The easy capitalist answer is that a team is worth whatever someone is willing to pay for it. So, yes, that sense the Clippers are worth $2 billion.
But there are a series of factors that drove up the Clippers price to incredible heights.
• The team is in Los Angeles. L.A. is the second biggest media market in the United States with more than 13 million people in the metropolitan area. More importantly than that, the City of Angels has a whole lot of very rich people — Forbes estimates there are 30 billionaires in Los Angeles County alone, there are more than 200,000 millionaires — and those are the people that buy expensive seats near courtside. There are 14 Fortune 500 companies based in Los Angeles and countless more large corporations with offices there — the kind of companies that buy expensive luxury suites to impress clients. The bottom line is if you put a good product on the court you can sell the expensive seats that are the revenue fuel for professional sports teams in this era. Plus the Clippers have a string of 141 consecutive sell outs going. Yes, Los Angeles is a Lakers town first (that’s not changing soon) but there is more than enough market for a second team.
• New television deals are coming up. Right now the Clippers have a local television deal with Fox Sports West that pays them $20 million a season — which is less than teams like the Detroit Pistons and Cleveland Cavaliers make — but that deal is up after the 2016 season. Clippers broadcast rights are going to spark a bidding war as entities like Time Warner Cable are expected to try to poach the team while current rights holder Fox Sports desperately needs to keep the Clippers to have enough good content to justify the two regional sports network channels they have in Los Angeles (Fox Sports West and Fox Sports Prime Ticket). Fox lost the Lakers and Dodgers to gigantic Time Warner deals in recent years, they can’t afford to lose the Clippers, and the Clipper ownership will benefit from that.

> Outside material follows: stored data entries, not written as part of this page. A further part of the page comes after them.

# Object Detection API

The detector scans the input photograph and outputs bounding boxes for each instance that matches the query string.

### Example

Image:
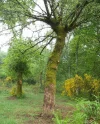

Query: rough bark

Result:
[43,27,66,115]
[16,72,22,97]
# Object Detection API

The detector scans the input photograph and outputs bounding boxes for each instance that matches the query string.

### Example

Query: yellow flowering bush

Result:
[84,74,92,88]
[64,75,84,97]
[64,78,75,96]
[5,76,12,87]
[10,86,25,97]
[83,74,93,97]
[10,86,17,96]
[5,76,12,82]
[63,74,100,99]
[74,75,84,90]
[92,79,100,96]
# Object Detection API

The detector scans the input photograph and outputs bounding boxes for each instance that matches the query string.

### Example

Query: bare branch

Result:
[43,0,50,17]
[0,20,36,35]
[40,37,54,54]
[21,31,54,54]
[66,0,94,30]
[32,0,46,14]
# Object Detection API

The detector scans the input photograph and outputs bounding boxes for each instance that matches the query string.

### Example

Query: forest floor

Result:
[0,84,76,124]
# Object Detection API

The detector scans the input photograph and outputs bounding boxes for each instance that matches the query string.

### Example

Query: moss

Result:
[45,29,66,88]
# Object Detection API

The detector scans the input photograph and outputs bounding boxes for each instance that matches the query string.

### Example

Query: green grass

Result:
[2,83,100,124]
[0,83,77,124]
[0,84,44,124]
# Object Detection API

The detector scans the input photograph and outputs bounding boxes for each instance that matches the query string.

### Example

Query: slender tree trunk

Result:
[43,28,66,115]
[39,72,43,88]
[75,41,79,74]
[16,72,22,97]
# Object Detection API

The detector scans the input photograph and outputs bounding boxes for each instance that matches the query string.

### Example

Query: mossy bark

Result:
[16,73,22,97]
[43,27,66,114]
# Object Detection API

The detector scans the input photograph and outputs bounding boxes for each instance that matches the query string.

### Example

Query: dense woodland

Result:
[0,0,100,123]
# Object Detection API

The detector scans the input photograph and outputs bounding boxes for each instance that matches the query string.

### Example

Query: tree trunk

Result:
[16,73,22,97]
[43,28,66,115]
[75,41,79,74]
[39,72,43,89]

This isn’t going to be as big as the Lakers deal (Los Angeles is still a Lakers town) but it will be big.
Then there is the fact the NBA is in the process of negotiating a new national television deal that will be much bigger than the current deal (rights for sports broadcasting have been going through the roof in recent years because it’s must-watch programing — people don’t DVR games and fast forward through the commercials). Currently teams get $30 million a season in national television revenue, soon that number is going to make a big leap. It is rumored that as part of the new deal Fox Sports will enter the national broadcast picture (with TNT and ABC/ESPN) and broadcast at least a game a week (likely Saturday night). The national broadcast rights fees are divided up equally among the 30 teams, so a raise in revenue is coming.

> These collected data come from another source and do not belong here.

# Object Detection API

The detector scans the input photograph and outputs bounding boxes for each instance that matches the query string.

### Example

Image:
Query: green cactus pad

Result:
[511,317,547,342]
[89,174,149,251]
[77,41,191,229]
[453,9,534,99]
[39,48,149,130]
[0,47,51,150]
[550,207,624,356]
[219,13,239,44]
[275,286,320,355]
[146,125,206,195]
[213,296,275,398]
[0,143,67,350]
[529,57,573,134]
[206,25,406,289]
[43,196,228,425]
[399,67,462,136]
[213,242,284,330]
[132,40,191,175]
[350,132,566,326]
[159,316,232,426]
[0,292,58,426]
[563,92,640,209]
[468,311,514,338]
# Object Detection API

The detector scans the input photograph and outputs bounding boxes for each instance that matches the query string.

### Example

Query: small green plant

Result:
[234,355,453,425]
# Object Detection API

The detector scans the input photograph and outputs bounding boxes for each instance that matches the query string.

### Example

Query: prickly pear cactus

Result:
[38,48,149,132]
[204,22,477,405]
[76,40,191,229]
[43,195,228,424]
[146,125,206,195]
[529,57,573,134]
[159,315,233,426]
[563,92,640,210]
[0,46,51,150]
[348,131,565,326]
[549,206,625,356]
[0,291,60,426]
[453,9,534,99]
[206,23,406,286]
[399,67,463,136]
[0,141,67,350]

• The lockout was good to the owners. Make no mistake about it, the NBA owners won big in the last lockout. (Some may say it wasn’t enough, but did you ever hear of a really rich person who said, “I’m making enough, I should distribute more of this money to my employees.” Exactly.) The players went from getting 57 percent of the league’s “basketball related income” (money from national television deals, merchandise sales, a percentage of ticket and concession revenues) down to 50 percent. That works out to an estimated $280,000 million a season. That’s nearly $10 million a season more per team going to the owners. With the more strict salary cap and other devises put in place, that CBA made the NBA a good investment for the rich, not just a toy.
• NBA franchise values are already skyrocketing. Since the new CBA went into effect and people who could afford it figured out the NBA was a good investment, the value of NBA franchises has gone through the roof. In 2010 (pre-lockout) Joe Lacob and Peter Guber set the record for money spent to buy a franchise at $450 million for the Golden State Warriors. Since then Vivek Ranadivé led a group that paid $534 million to buy the Sacramento Kings (and they are paying more to get a new stadium built). Just weeks ago hedge fund guys Marc Lasry and Wes Edens spent $550 million to buy the small market Milwaukee Bucks (and they are going to have to put up a lot of money for a new arena, too). Prices for NBA franchises have been going through the roof, and now here comes one on the market in one of the nation’s largest cities, and a team that has been run poorly for decades and has room for growth.
• The frenzied bidding process. We love to watch auctions because they are dramatic. People selling things like auctions because buyers get caught up in the competitive, exciting bidding process and spend more than they maybe should on the item up on the block. That would be the case here — this was a rushed, frenzied bidding process. There are a lot of one percenters who want to get into the NBA club and getting a bunch of them to bid against each other in a rushed process is a good way to get someone to overbid.